Relativamente all’aspetto normativo, atteso che come sopra detto, il “vivaismo” può essere tranquillamente considerato un’attività industriale, occorre che tutti i comuni, la Provincia e la Regione integrino le proprie norme, la dove emanate, o si dotino di Regolamenti e disposizioni che prevedano prescrizioni minimali quali:
a) comunicazione preventiva, al dipartimento di Prevenzione dell’Azienda USL di competenza, da parte di coloro che utilizzano prodotti fitosanitari, con indicazione della durata del trattamento (arco temporale non superiore ad 1 mese);
b) al fine della tutela della risorsa idrica, i trattamenti devono essere consentiti a non meno di 50 metri dalle sponde dei laghi, delle acque superficiali, dei pozzi per uso non potabile e delle fosse campestri di larghezza superiore ad 1 metro;
c) al fine del rispetto delle distanze minime le aree interessate dai trattamenti devono trovarsi a non meno di 100 metri dalle abitazioni, aie, cortili, ricoveri per animali e dalle strade di pubblico passaggio e dai Centri Abitati così definiti ai sensi del Codice della Strada;
d) l’impiego di presidi fitosanitari deve essere vietato nelle aree collinari e di montagna per proteggere le sorgenti d’acqua, nei vigneti e negli uliveti, nelle aree sottoposte a vincolo paesaggistico, idrogeologico e nelle aree protette o a protezione speciale.
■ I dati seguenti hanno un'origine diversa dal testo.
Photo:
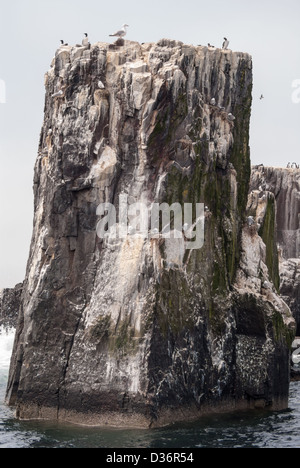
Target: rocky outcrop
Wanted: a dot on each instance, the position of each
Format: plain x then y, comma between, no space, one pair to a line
142,330
10,300
284,186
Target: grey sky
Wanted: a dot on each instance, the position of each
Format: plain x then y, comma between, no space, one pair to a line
30,31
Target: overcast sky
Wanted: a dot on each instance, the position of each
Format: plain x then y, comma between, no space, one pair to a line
30,31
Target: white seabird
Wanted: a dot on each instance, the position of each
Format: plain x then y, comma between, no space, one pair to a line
231,117
85,40
121,33
225,43
58,94
250,220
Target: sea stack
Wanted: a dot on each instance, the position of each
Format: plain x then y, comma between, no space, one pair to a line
143,332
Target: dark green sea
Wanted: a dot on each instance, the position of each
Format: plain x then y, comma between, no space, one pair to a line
246,429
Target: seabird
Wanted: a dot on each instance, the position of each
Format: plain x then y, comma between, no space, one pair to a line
58,94
85,40
121,33
225,43
231,117
250,220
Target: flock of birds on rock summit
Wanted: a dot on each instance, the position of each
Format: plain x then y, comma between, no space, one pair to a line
120,34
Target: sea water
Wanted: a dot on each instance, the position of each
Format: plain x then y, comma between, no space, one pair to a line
244,429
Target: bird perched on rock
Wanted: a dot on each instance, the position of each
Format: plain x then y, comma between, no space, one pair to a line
231,117
225,43
250,220
121,33
59,93
85,40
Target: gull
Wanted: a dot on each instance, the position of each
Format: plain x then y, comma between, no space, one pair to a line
231,117
85,40
250,220
225,43
120,33
58,94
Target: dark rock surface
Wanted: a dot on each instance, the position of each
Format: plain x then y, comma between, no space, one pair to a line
284,186
135,331
10,300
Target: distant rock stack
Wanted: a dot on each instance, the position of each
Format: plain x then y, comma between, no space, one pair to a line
284,185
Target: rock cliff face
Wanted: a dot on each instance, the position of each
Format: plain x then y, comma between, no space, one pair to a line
284,186
10,300
143,331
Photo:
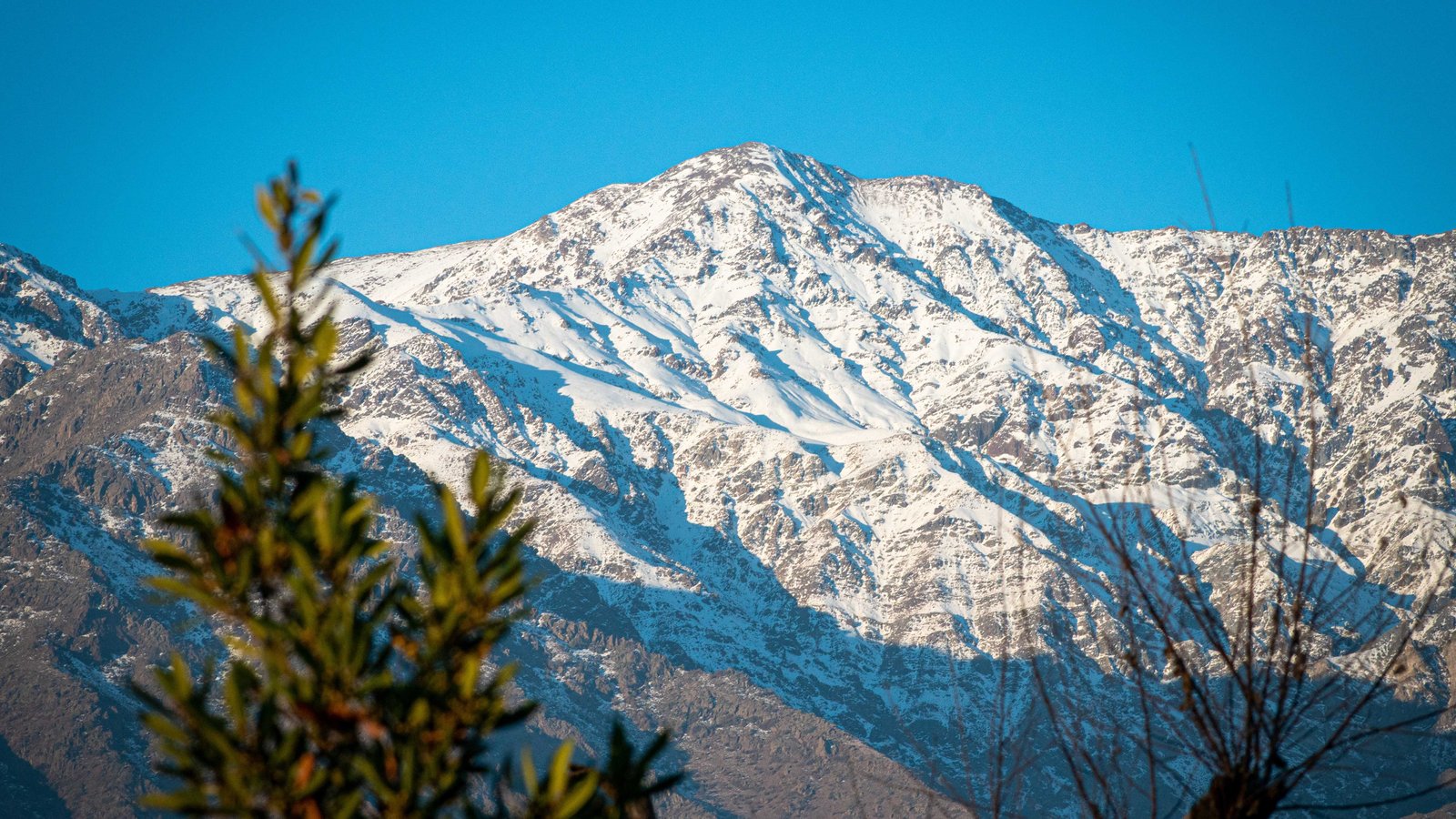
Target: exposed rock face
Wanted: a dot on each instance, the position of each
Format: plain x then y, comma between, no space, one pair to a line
805,450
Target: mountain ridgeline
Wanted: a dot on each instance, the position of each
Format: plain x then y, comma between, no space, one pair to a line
812,455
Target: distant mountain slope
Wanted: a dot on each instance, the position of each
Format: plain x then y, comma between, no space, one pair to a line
805,448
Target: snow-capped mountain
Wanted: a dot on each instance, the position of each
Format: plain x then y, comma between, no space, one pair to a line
807,450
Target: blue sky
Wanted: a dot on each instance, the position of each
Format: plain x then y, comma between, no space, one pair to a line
133,133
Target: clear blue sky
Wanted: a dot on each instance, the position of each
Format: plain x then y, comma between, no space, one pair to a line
133,133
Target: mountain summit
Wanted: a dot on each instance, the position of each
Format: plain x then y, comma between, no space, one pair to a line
807,450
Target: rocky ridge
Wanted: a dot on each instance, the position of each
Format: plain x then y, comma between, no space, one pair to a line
808,450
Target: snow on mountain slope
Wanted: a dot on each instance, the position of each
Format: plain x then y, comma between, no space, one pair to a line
43,318
844,438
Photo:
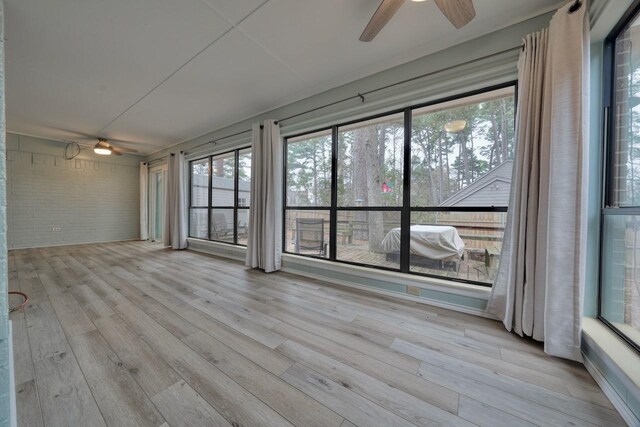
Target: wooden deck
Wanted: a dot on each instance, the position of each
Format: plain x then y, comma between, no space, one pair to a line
133,334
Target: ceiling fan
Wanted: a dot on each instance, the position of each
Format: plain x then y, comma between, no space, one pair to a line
458,12
104,148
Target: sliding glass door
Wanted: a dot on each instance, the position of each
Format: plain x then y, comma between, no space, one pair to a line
157,194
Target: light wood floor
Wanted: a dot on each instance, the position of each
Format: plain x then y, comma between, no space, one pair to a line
133,334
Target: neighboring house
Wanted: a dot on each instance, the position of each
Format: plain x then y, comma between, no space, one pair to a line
490,190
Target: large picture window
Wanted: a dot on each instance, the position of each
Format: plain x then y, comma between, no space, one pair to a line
619,302
424,190
221,197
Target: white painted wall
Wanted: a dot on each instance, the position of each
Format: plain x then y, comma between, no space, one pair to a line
90,198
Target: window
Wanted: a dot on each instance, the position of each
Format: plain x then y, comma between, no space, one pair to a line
308,194
619,302
423,191
220,197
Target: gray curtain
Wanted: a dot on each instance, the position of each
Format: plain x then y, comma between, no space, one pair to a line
144,201
264,245
539,287
175,220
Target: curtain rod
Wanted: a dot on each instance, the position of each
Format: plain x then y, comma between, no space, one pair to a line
361,95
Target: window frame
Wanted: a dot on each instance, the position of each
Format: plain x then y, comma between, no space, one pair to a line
608,156
405,208
236,190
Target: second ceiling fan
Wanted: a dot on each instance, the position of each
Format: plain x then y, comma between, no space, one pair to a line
458,12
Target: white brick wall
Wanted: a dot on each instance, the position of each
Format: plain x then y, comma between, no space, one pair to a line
90,198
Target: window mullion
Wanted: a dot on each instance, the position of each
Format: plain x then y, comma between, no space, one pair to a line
209,198
236,168
405,216
333,214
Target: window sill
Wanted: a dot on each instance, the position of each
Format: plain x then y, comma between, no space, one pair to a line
614,365
227,250
444,293
447,294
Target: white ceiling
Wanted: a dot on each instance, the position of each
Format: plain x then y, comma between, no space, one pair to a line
154,73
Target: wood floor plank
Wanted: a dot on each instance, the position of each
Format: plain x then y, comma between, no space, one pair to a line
488,416
28,404
144,365
72,317
232,401
340,399
179,338
295,406
403,404
183,407
397,359
554,400
91,303
120,398
271,360
65,397
429,392
23,366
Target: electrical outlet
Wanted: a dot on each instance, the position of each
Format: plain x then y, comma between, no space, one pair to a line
413,290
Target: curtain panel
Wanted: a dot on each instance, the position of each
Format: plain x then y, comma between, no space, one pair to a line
144,201
264,244
175,222
538,291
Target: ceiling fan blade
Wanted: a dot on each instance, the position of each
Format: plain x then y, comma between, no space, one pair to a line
458,12
126,150
383,14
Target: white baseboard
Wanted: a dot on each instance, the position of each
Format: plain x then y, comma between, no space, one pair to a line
73,244
627,415
13,412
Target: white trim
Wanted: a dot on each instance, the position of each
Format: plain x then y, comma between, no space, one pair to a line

In quest’ultima ipotesi i trattamenti devono essere proibiti anche in una fascia di rispetto di 100 metri;
e) le sanzioni previste per gli illeciti devono essere severissime; le recidive dovrebbero gradualmente portare al ritiro del “patentino” per X anni. La vigilanza sul territorio deve essere naturalmente continua ed accurata.